The position of Turkish Prime Minister Recep Tayyip Erdogan is not as secure as it once was. Political rivals have undermined his status, but now, he has taken the bull by the horns, says DW's Baha Güngör.
As late as last summer no one could have imagined an international discussion over the political future of Turkish Prime Minister Recep Tayyip Erdogan - not to mention the domestic trials and tribulations currently tearing at his country.
Back then, the country's economic development was looking good and Erdogan's conservative-Islamist Justice and Development Party (AKP) governed with an absolute majority. Turkey was largely regarded as a stabilizing geopolitical factor in fragile region.
But Erdogan, seeing himself in a position unassailable superiority, overrated himself. The lack of a political opposition worthy of its name increased his belief in his own infallibility. His crisis management during the Gezi Park protests was unworthy of a democratic country. The police sometimes turned brutal when dealing with demonstrators and anyone who disagreed with the official government line. On top of that, journalists, and especially former military leaders, were given long prison terms for allegedly planning a coup - this by judges who could not really contradict Erdogan.
A search for allies
But now, the tide has turned for Erdogan. Economic data haven't looked good for some time, corruption has spread to the families of government ministers. Not even Erdogan has been spared the scrutiny by state prosecutors and the police; and even one of his sons is under investigation.
Erdogan has been forced into a corner and, apparently in panic, has made mistakes. First, he allowed many state prosecutors to be reassigned to the provinces or suspended from their positions. Then hundreds of police officers and even police chiefs in several provinces were called back for central duty or reassigned to unattractive posts.
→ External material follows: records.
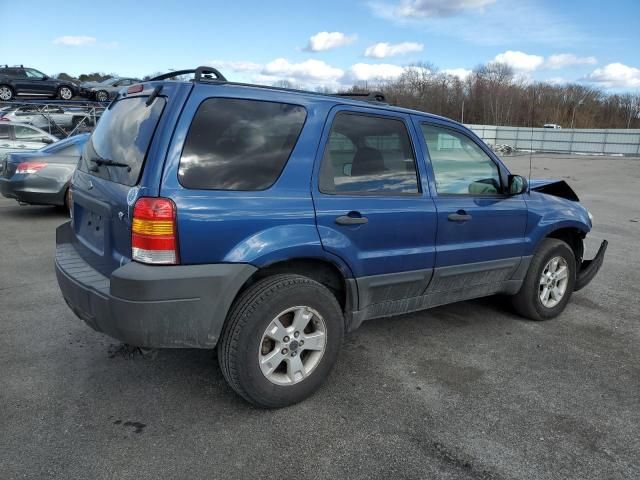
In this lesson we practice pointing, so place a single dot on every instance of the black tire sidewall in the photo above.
(252, 380)
(555, 249)
(13, 94)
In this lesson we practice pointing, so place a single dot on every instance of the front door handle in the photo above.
(459, 216)
(351, 219)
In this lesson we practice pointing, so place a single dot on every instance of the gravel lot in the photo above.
(463, 391)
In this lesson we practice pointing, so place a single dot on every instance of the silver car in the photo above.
(19, 137)
(44, 115)
(107, 89)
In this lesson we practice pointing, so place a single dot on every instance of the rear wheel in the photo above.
(281, 340)
(65, 93)
(549, 283)
(6, 93)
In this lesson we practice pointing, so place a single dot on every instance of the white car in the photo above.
(18, 137)
(42, 116)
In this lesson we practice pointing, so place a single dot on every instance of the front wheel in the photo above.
(102, 96)
(549, 283)
(281, 340)
(6, 93)
(65, 93)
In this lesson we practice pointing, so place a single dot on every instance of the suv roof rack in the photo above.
(367, 96)
(200, 74)
(203, 74)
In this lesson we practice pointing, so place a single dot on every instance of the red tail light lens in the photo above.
(30, 167)
(154, 235)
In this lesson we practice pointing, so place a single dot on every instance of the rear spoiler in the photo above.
(200, 74)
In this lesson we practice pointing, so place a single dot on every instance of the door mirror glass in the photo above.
(517, 185)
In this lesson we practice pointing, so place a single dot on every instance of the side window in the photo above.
(368, 155)
(32, 73)
(459, 165)
(237, 144)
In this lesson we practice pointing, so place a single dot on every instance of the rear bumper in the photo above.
(150, 306)
(36, 192)
(590, 268)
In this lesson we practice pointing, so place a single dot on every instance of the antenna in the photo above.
(533, 108)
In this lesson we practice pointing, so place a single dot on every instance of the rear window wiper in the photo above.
(110, 163)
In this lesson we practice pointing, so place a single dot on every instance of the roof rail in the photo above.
(199, 74)
(367, 96)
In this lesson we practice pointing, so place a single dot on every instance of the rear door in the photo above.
(372, 209)
(103, 195)
(480, 228)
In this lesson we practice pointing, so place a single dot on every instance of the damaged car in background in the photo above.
(42, 177)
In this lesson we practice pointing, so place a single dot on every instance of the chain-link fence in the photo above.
(589, 141)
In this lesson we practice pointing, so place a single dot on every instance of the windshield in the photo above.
(122, 135)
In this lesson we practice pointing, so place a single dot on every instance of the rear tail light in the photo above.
(154, 236)
(30, 167)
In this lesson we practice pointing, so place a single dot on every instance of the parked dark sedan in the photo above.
(42, 177)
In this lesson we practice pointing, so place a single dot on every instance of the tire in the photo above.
(65, 93)
(528, 302)
(102, 96)
(242, 349)
(6, 93)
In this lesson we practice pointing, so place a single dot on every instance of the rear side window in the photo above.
(237, 144)
(368, 155)
(122, 135)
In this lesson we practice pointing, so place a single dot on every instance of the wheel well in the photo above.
(321, 271)
(572, 237)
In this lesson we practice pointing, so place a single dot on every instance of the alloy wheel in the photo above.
(292, 345)
(5, 93)
(553, 282)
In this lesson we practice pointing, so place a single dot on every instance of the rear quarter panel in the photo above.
(547, 213)
(257, 227)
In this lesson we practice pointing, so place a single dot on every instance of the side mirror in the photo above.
(517, 185)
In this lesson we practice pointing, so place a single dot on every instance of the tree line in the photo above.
(493, 95)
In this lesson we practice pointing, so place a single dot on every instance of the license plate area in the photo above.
(91, 230)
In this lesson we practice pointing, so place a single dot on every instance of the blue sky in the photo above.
(329, 43)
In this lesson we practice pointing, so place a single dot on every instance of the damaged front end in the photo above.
(589, 268)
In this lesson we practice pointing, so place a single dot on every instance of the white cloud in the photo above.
(615, 75)
(408, 9)
(521, 62)
(461, 73)
(384, 49)
(561, 60)
(323, 41)
(364, 72)
(315, 72)
(75, 41)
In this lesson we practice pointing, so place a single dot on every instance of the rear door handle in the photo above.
(351, 219)
(459, 216)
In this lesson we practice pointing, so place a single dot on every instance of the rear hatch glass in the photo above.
(108, 173)
(122, 136)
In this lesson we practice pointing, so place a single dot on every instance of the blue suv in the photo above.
(268, 222)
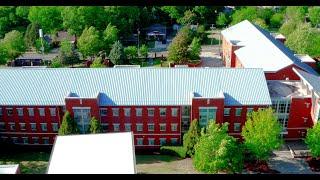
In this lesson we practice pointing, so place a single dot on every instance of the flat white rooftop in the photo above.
(109, 153)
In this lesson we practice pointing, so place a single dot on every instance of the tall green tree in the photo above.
(191, 138)
(13, 43)
(314, 15)
(313, 140)
(90, 43)
(116, 54)
(48, 17)
(261, 133)
(68, 125)
(216, 151)
(95, 126)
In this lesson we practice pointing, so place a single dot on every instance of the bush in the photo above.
(179, 151)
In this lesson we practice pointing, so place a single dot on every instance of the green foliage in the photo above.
(46, 45)
(56, 63)
(191, 138)
(68, 126)
(131, 53)
(261, 133)
(195, 49)
(89, 43)
(94, 126)
(116, 54)
(48, 17)
(313, 140)
(216, 151)
(276, 20)
(314, 15)
(13, 44)
(144, 50)
(222, 20)
(97, 63)
(179, 151)
(110, 35)
(304, 40)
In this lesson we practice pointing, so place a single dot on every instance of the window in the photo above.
(41, 111)
(150, 111)
(20, 111)
(30, 111)
(14, 140)
(35, 140)
(52, 111)
(115, 111)
(238, 111)
(9, 111)
(138, 111)
(226, 111)
(25, 140)
(139, 141)
(103, 112)
(162, 111)
(151, 141)
(33, 126)
(163, 141)
(12, 126)
(174, 112)
(116, 127)
(236, 127)
(105, 127)
(174, 141)
(139, 127)
(23, 126)
(55, 127)
(2, 126)
(206, 114)
(127, 112)
(150, 127)
(44, 127)
(163, 127)
(174, 127)
(127, 127)
(45, 140)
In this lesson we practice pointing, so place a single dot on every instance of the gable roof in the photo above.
(109, 153)
(132, 86)
(261, 49)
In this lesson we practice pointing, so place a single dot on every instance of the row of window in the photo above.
(33, 127)
(151, 141)
(237, 112)
(151, 111)
(139, 127)
(9, 111)
(25, 140)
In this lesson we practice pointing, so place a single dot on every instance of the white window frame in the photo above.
(138, 112)
(126, 110)
(139, 125)
(174, 127)
(46, 129)
(116, 125)
(150, 124)
(114, 110)
(163, 125)
(163, 110)
(42, 110)
(174, 112)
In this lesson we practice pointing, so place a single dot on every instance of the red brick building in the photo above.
(246, 45)
(157, 105)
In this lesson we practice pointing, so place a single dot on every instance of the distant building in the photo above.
(111, 153)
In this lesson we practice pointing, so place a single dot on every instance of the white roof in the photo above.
(110, 153)
(260, 49)
(9, 169)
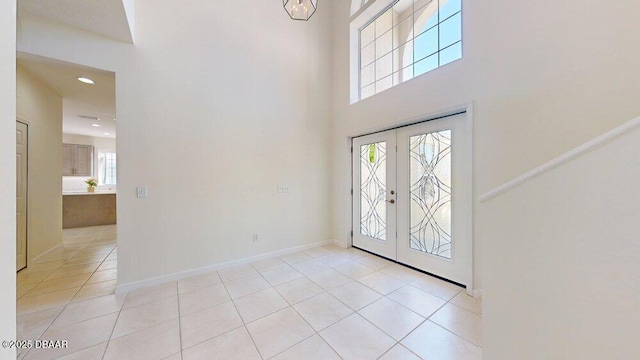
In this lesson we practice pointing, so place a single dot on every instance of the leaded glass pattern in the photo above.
(409, 39)
(373, 190)
(430, 187)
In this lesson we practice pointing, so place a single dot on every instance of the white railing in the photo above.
(563, 159)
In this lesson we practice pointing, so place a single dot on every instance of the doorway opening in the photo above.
(67, 225)
(411, 196)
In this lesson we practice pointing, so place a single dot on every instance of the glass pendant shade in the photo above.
(300, 9)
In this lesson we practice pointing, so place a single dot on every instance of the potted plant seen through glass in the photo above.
(91, 184)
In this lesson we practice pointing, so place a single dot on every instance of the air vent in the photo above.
(89, 117)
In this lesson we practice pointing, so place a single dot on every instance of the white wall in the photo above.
(8, 175)
(543, 78)
(214, 111)
(41, 108)
(77, 183)
(563, 281)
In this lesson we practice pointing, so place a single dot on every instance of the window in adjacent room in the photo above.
(106, 168)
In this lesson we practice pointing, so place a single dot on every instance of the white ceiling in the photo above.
(105, 17)
(79, 99)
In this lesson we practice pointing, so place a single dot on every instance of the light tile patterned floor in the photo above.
(322, 303)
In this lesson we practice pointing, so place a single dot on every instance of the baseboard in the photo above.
(36, 259)
(477, 293)
(340, 244)
(122, 289)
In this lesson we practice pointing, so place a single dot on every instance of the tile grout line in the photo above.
(241, 319)
(63, 307)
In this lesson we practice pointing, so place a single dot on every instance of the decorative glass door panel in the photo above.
(373, 190)
(374, 212)
(412, 196)
(430, 189)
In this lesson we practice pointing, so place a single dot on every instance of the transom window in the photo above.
(408, 39)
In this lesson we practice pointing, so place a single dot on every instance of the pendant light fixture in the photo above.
(300, 9)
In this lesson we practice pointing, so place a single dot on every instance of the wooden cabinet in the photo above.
(77, 160)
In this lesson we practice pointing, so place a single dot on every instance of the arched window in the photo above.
(406, 39)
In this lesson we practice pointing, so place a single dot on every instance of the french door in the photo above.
(411, 198)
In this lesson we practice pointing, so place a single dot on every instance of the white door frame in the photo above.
(26, 244)
(468, 110)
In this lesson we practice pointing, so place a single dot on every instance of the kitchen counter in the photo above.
(97, 192)
(83, 209)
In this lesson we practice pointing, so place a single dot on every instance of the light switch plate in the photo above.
(142, 192)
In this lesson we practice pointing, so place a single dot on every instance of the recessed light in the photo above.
(86, 80)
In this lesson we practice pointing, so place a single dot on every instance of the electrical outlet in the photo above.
(142, 192)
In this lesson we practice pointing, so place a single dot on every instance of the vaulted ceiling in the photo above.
(111, 18)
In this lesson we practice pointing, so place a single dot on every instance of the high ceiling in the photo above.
(104, 17)
(83, 104)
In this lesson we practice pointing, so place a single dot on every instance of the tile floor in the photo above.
(322, 303)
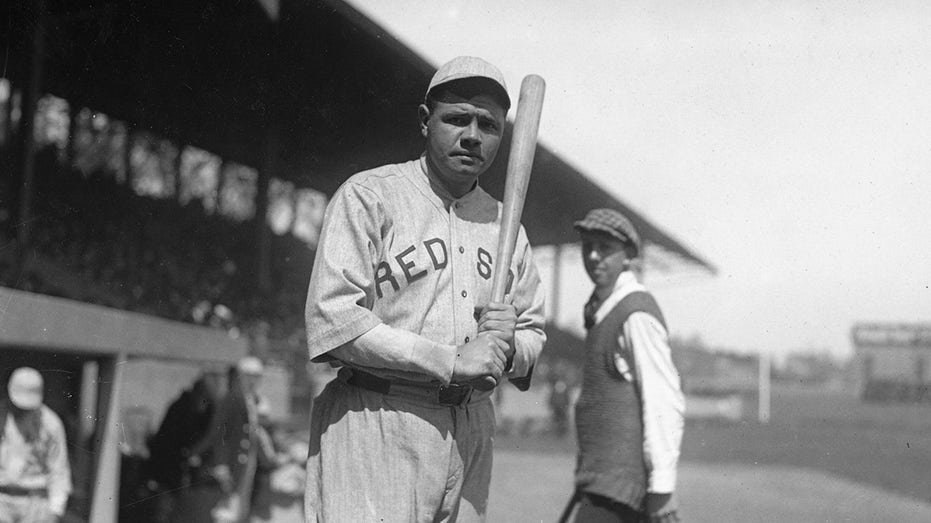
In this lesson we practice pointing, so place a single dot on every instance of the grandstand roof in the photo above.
(311, 91)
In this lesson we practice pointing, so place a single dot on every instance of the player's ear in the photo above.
(423, 112)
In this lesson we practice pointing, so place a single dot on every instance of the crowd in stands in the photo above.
(94, 239)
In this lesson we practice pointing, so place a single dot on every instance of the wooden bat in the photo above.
(523, 147)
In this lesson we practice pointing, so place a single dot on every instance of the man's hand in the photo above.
(662, 508)
(499, 320)
(483, 356)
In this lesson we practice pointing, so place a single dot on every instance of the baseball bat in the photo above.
(520, 162)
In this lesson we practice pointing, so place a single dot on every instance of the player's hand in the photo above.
(483, 356)
(662, 508)
(499, 320)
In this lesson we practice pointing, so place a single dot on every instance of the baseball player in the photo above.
(35, 476)
(399, 298)
(629, 415)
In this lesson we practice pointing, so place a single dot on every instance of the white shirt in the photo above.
(660, 389)
(39, 464)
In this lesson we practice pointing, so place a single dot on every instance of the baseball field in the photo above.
(824, 456)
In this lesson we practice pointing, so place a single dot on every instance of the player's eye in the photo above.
(489, 124)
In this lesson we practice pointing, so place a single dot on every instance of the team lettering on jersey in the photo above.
(404, 268)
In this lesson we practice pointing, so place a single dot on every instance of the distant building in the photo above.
(894, 360)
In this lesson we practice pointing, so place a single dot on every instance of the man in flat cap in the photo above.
(629, 416)
(35, 477)
(399, 298)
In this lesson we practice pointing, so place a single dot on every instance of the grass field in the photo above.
(825, 456)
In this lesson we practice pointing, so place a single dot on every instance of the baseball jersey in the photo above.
(399, 254)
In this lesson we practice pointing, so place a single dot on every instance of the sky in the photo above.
(788, 143)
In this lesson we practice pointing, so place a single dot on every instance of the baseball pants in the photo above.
(389, 458)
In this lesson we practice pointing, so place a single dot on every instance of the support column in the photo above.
(106, 473)
(262, 231)
(27, 125)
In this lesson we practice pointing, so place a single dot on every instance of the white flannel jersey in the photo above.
(405, 264)
(39, 464)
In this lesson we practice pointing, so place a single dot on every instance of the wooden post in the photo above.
(106, 473)
(765, 360)
(27, 124)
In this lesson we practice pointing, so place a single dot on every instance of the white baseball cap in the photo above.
(463, 67)
(25, 388)
(250, 365)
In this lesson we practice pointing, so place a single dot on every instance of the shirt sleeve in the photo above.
(386, 347)
(59, 485)
(527, 297)
(663, 401)
(340, 295)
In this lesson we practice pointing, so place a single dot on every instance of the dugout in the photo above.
(88, 356)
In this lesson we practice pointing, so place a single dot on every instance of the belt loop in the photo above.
(466, 397)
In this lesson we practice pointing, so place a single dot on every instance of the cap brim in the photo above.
(584, 225)
(25, 400)
(498, 90)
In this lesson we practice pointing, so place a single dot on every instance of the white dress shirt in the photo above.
(660, 389)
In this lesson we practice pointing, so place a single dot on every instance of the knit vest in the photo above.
(608, 414)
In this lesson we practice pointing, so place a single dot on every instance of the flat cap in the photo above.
(611, 222)
(463, 67)
(25, 388)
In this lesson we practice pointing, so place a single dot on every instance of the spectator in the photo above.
(185, 423)
(231, 447)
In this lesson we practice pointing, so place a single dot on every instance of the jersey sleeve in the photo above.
(341, 291)
(528, 299)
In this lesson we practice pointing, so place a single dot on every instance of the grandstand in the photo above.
(166, 166)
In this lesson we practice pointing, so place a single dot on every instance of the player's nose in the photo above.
(471, 133)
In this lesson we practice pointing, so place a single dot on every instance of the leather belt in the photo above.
(14, 490)
(452, 395)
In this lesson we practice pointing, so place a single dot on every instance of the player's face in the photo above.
(463, 135)
(604, 257)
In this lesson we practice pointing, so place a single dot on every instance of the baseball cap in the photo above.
(25, 388)
(250, 365)
(611, 222)
(463, 67)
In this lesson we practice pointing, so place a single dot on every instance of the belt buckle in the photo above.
(453, 395)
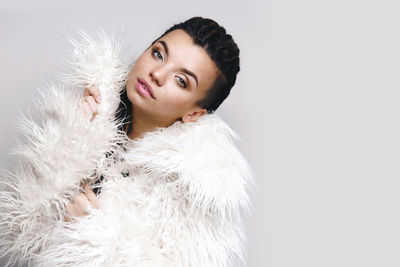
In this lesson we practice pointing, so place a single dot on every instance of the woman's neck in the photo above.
(142, 124)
The judiciary, which without complaint supported Erdogan's work to reach his goals until a few months ago, was accused of planning a coup by the head of the government during an investigation into allegations of corruption. Desperately, he looked for new allies and, in an effort to get the military back on his side, no longer ruled out new trials for convicted former military leaders who he said may have been "victims of conspiracies."
Erdogan wants to become president
That Erdogan's position is not as safe as it was a while ago is partly due to Fethullah Gülen, a preacher who has been living in the United States since 1999. The movement named after him has allegedly infiltrated parts of the police and the judiciary to further weaken Erdogan. Gülen has become a key power in Turkey and his main premise that Islam can coexist with democracy is becoming more and more popular in the Muslim world.
It is not yet clear what will happen next in Turkey, a country that is geopolitically important for European interests. Nationwide local elections scheduled for the end of March could indicate whether Erdogan's AKP can repeat or even increase its success from three years ago, when it gained 50 percent of the vote. That's important because President Abdullah Gül's term ends in August and Erdogan wants to move into that post. Unfortunately for Erdogan his failed crisis management last summer and most recent political missteps have lowered his chances of becoming Turkish president.